寅之助は悔しがったがこれで終わりではなかった。
寅之助の横を一匹の黒猫が通り過ぎた。
その黒猫を見た瞬間ぞわっと全身鳥肌が立った。
人間の自分でも一目見て分かった。この黒猫がここら一帯のボスだと。
黒猫は大円の中心部に着くと、くつろぐかのように身を横にした。
これから猫の大集会が始まる。興奮も最高潮に高まった。
中央部にいる黒猫が低い声で鳴きだした。それに答えるかのように何匹かの猫が鳴いた。
この繰り返しを四、五回したところで。二匹の猫が大円から抜けてこちらに向かってきた。

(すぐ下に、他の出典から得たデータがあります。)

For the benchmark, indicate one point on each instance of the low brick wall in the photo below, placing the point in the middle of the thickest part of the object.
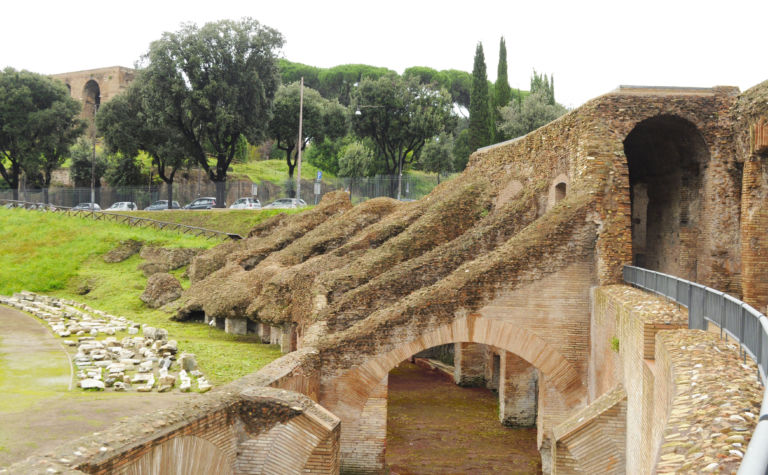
(241, 428)
(692, 402)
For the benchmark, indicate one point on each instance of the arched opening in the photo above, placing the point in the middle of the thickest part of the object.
(559, 191)
(91, 99)
(666, 156)
(358, 396)
(453, 400)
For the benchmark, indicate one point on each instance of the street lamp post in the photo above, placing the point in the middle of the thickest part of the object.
(298, 144)
(93, 156)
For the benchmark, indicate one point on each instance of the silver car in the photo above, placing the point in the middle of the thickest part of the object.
(123, 206)
(246, 203)
(286, 203)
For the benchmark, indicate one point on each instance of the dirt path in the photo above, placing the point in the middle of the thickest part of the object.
(37, 410)
(434, 426)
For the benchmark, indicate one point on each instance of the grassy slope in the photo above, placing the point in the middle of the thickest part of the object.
(45, 252)
(275, 171)
(237, 221)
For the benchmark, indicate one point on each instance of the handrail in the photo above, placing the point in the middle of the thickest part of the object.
(123, 219)
(735, 318)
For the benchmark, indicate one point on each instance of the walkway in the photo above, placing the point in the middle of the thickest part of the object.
(434, 426)
(37, 410)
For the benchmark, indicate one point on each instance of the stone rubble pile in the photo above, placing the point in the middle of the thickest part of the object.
(141, 363)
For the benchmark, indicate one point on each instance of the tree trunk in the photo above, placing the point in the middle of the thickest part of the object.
(170, 195)
(221, 193)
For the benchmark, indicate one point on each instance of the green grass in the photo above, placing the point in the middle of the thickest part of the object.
(41, 252)
(237, 221)
(275, 171)
(55, 254)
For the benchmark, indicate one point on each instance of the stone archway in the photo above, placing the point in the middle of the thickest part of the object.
(91, 99)
(666, 156)
(353, 396)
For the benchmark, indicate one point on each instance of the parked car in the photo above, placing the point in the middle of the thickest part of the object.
(246, 203)
(123, 206)
(206, 202)
(161, 205)
(87, 206)
(286, 203)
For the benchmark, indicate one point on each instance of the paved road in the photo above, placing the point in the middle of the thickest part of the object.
(32, 361)
(37, 410)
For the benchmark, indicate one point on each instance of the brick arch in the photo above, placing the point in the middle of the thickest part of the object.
(666, 157)
(348, 393)
(184, 455)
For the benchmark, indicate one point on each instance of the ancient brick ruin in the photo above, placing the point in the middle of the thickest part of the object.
(517, 262)
(93, 87)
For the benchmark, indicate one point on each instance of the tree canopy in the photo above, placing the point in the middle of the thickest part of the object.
(479, 108)
(129, 124)
(502, 93)
(213, 84)
(399, 116)
(321, 119)
(38, 123)
(534, 112)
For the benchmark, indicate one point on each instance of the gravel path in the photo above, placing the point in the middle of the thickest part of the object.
(37, 410)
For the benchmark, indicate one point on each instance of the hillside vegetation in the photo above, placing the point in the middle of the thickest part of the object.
(61, 255)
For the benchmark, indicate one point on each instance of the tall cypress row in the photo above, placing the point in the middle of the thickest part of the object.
(502, 93)
(479, 107)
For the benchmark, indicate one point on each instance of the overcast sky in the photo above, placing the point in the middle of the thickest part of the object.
(591, 47)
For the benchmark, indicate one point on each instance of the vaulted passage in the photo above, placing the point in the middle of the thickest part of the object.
(91, 98)
(666, 157)
(435, 426)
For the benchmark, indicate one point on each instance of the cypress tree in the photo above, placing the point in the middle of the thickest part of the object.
(479, 107)
(502, 92)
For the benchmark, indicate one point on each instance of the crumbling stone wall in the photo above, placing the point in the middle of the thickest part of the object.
(363, 288)
(110, 82)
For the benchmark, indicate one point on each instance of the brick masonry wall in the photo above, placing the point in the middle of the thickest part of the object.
(469, 364)
(593, 440)
(632, 316)
(518, 391)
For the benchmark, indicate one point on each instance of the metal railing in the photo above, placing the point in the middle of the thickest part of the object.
(740, 321)
(123, 219)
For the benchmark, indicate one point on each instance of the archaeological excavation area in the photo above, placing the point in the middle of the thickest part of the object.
(508, 278)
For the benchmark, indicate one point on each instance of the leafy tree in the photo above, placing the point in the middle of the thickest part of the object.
(437, 156)
(460, 86)
(325, 155)
(82, 155)
(214, 84)
(461, 150)
(534, 112)
(291, 72)
(399, 116)
(502, 93)
(337, 82)
(321, 118)
(541, 83)
(356, 160)
(479, 109)
(38, 121)
(124, 170)
(425, 75)
(130, 123)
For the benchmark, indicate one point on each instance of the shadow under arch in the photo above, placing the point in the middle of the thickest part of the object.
(349, 392)
(91, 98)
(666, 157)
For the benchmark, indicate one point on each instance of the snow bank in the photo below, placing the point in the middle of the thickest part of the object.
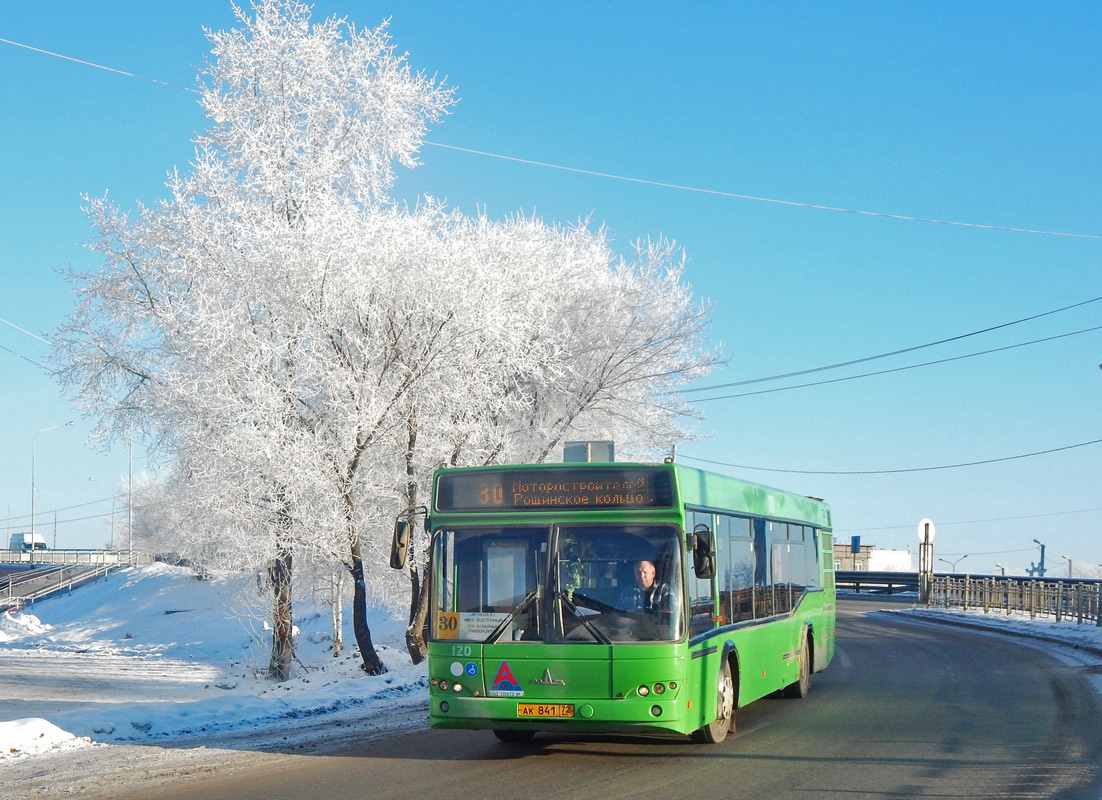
(154, 655)
(29, 737)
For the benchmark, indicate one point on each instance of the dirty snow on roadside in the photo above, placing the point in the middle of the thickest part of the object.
(153, 656)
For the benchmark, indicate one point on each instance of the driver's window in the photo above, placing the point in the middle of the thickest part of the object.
(701, 594)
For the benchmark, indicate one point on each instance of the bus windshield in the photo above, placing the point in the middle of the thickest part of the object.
(596, 584)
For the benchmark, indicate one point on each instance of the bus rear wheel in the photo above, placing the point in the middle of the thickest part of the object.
(800, 687)
(717, 730)
(514, 737)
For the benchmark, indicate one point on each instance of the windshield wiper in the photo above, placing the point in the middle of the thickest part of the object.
(496, 633)
(597, 633)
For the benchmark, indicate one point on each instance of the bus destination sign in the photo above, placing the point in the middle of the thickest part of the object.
(511, 489)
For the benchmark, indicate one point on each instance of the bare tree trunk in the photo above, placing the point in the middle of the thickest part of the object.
(419, 587)
(337, 614)
(279, 573)
(373, 665)
(419, 612)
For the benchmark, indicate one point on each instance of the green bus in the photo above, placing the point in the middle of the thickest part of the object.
(619, 597)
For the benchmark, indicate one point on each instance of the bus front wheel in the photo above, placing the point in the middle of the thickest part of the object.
(717, 730)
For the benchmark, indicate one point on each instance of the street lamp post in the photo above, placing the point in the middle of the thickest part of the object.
(33, 440)
(953, 563)
(1038, 570)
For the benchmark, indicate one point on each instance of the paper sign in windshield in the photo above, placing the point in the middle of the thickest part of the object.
(505, 684)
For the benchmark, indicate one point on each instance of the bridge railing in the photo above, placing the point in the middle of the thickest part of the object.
(876, 582)
(23, 588)
(1061, 600)
(115, 558)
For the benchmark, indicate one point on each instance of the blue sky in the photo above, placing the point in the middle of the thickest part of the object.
(981, 112)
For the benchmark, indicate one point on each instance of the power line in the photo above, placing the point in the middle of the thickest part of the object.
(893, 353)
(98, 66)
(762, 200)
(892, 472)
(976, 521)
(645, 182)
(22, 330)
(897, 369)
(26, 517)
(20, 355)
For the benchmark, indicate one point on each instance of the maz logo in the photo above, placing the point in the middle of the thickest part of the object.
(547, 680)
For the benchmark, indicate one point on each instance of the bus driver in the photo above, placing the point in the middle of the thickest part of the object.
(647, 595)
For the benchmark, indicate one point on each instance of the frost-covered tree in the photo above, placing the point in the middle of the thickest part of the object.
(304, 354)
(185, 325)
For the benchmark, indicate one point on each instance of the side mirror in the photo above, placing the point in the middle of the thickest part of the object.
(400, 547)
(703, 553)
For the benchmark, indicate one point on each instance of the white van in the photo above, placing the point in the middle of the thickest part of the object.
(26, 542)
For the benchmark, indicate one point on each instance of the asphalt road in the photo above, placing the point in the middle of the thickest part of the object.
(905, 711)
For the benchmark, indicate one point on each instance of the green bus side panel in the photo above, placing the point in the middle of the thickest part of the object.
(705, 489)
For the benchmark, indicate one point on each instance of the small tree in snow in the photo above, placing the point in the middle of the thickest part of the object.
(305, 354)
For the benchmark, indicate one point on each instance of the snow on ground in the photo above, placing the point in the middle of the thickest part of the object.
(155, 656)
(157, 659)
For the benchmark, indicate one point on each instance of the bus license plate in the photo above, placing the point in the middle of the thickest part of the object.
(558, 711)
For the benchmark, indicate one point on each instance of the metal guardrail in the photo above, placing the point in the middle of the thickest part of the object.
(116, 558)
(876, 582)
(1079, 600)
(24, 588)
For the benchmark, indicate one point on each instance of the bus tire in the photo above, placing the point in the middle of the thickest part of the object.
(514, 737)
(799, 688)
(717, 730)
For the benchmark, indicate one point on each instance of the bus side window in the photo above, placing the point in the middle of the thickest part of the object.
(735, 569)
(701, 597)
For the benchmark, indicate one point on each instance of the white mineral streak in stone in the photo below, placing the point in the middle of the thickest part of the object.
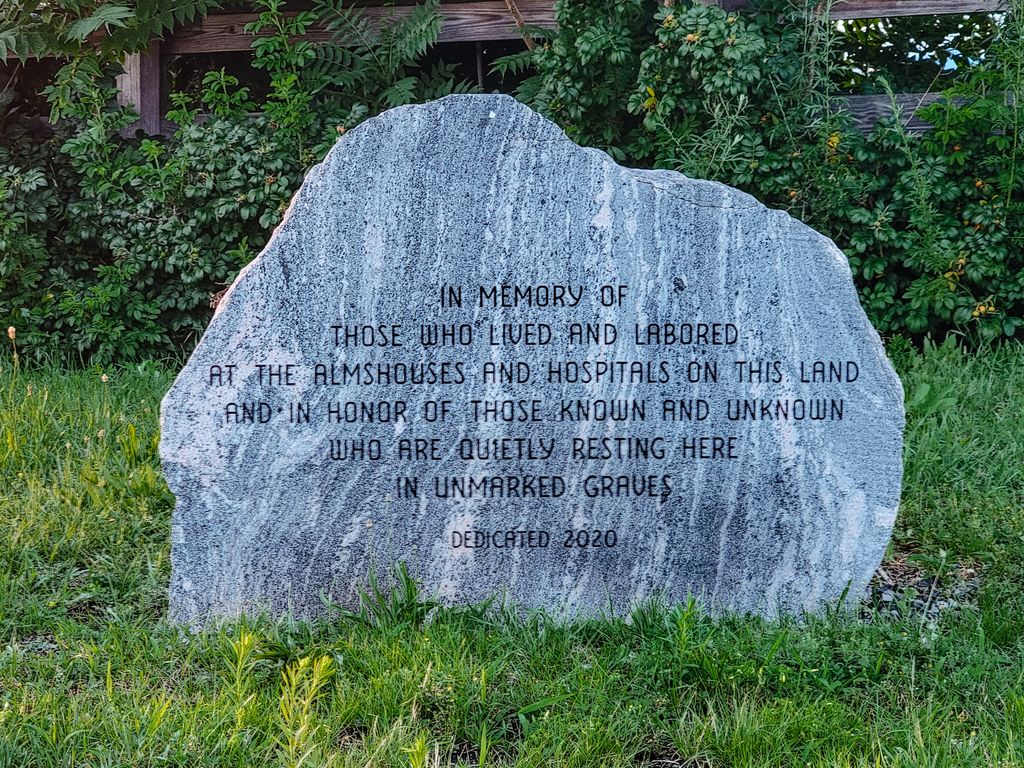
(480, 190)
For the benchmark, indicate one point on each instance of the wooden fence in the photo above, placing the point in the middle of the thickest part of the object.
(477, 20)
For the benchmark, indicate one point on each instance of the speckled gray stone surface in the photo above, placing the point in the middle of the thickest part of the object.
(753, 504)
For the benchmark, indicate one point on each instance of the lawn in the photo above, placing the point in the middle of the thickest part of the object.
(930, 674)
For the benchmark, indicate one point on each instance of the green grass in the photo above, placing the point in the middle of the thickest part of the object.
(91, 675)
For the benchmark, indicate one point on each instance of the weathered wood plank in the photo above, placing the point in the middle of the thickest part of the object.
(140, 87)
(866, 111)
(462, 23)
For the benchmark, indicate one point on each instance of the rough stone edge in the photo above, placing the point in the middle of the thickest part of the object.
(663, 179)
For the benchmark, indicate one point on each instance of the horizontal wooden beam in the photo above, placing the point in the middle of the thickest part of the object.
(462, 23)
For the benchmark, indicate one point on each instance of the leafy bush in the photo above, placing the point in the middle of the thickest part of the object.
(749, 98)
(153, 229)
(114, 248)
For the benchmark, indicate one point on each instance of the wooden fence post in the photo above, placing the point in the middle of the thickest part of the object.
(140, 88)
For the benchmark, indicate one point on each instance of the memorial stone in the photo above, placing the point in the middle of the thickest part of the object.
(522, 370)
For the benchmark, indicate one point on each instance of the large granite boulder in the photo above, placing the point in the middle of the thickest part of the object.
(520, 369)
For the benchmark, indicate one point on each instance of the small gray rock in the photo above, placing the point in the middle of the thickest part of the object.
(523, 370)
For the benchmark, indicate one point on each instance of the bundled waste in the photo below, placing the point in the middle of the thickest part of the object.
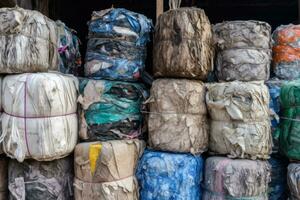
(243, 50)
(167, 176)
(183, 45)
(177, 120)
(240, 124)
(286, 54)
(28, 41)
(278, 184)
(274, 86)
(111, 109)
(68, 48)
(106, 170)
(116, 49)
(293, 179)
(235, 179)
(39, 119)
(290, 122)
(41, 180)
(3, 178)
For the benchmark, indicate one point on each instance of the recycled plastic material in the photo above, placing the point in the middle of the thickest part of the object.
(286, 52)
(240, 124)
(237, 179)
(106, 170)
(68, 48)
(39, 119)
(290, 120)
(177, 120)
(111, 109)
(165, 176)
(183, 45)
(28, 41)
(116, 49)
(243, 50)
(293, 179)
(33, 180)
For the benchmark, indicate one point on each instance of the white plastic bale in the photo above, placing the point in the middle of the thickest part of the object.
(39, 118)
(28, 41)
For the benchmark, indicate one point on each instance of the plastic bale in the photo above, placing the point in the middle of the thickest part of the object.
(178, 116)
(36, 180)
(111, 110)
(237, 179)
(116, 49)
(164, 176)
(243, 50)
(183, 45)
(286, 52)
(39, 119)
(102, 172)
(240, 124)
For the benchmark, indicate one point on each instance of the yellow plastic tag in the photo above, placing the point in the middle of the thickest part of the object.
(94, 153)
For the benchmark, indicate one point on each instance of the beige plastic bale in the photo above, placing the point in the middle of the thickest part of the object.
(240, 124)
(102, 172)
(236, 179)
(243, 50)
(39, 119)
(177, 120)
(183, 44)
(28, 41)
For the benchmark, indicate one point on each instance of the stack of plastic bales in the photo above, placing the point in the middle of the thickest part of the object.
(172, 167)
(240, 125)
(111, 118)
(39, 119)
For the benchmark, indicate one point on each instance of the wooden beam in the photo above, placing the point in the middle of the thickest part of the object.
(160, 7)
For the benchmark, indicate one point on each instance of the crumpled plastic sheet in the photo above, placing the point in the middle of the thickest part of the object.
(278, 185)
(165, 176)
(286, 53)
(183, 45)
(116, 49)
(39, 119)
(290, 120)
(293, 179)
(28, 41)
(274, 86)
(243, 50)
(111, 110)
(102, 172)
(235, 179)
(36, 180)
(68, 48)
(240, 124)
(178, 116)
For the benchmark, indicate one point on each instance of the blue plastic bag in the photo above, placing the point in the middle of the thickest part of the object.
(169, 176)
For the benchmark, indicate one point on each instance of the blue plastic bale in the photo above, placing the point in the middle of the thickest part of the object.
(168, 176)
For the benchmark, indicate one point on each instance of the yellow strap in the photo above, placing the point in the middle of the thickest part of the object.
(94, 153)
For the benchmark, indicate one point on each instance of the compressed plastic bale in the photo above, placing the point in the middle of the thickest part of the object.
(39, 119)
(164, 176)
(28, 41)
(111, 110)
(41, 180)
(286, 54)
(235, 179)
(240, 124)
(243, 50)
(278, 184)
(289, 121)
(68, 48)
(177, 120)
(116, 49)
(102, 172)
(183, 45)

その様子が明らかにおかしい。暗くて見えなかったが近づくにつれてはっきりした。
尻尾をピンと立て、全身の毛を逆立てている。
明らかに自分に向かって威嚇しているのだ。
今にも襲い掛かってきそうである。
なにがなんだかさっぱり分からなかったがさすがにこれはマズイ
この後どうなったかが気にはなったが猫の恐ろしい形相にその場から逃げだすことしかできなかった。
家に帰ってから気付いたのだが
あの猫の集会に自分がいたので帰らせるように黒猫が指示を出したのではないか?
何か人に知られてはまずい事でもあったのか?
じゃあなぜ三毛猫は自分を連れてきたんだろうか?
この日起きた出来事は分からないことだらけであったがその夜は興奮してなかなか寝付けなかった。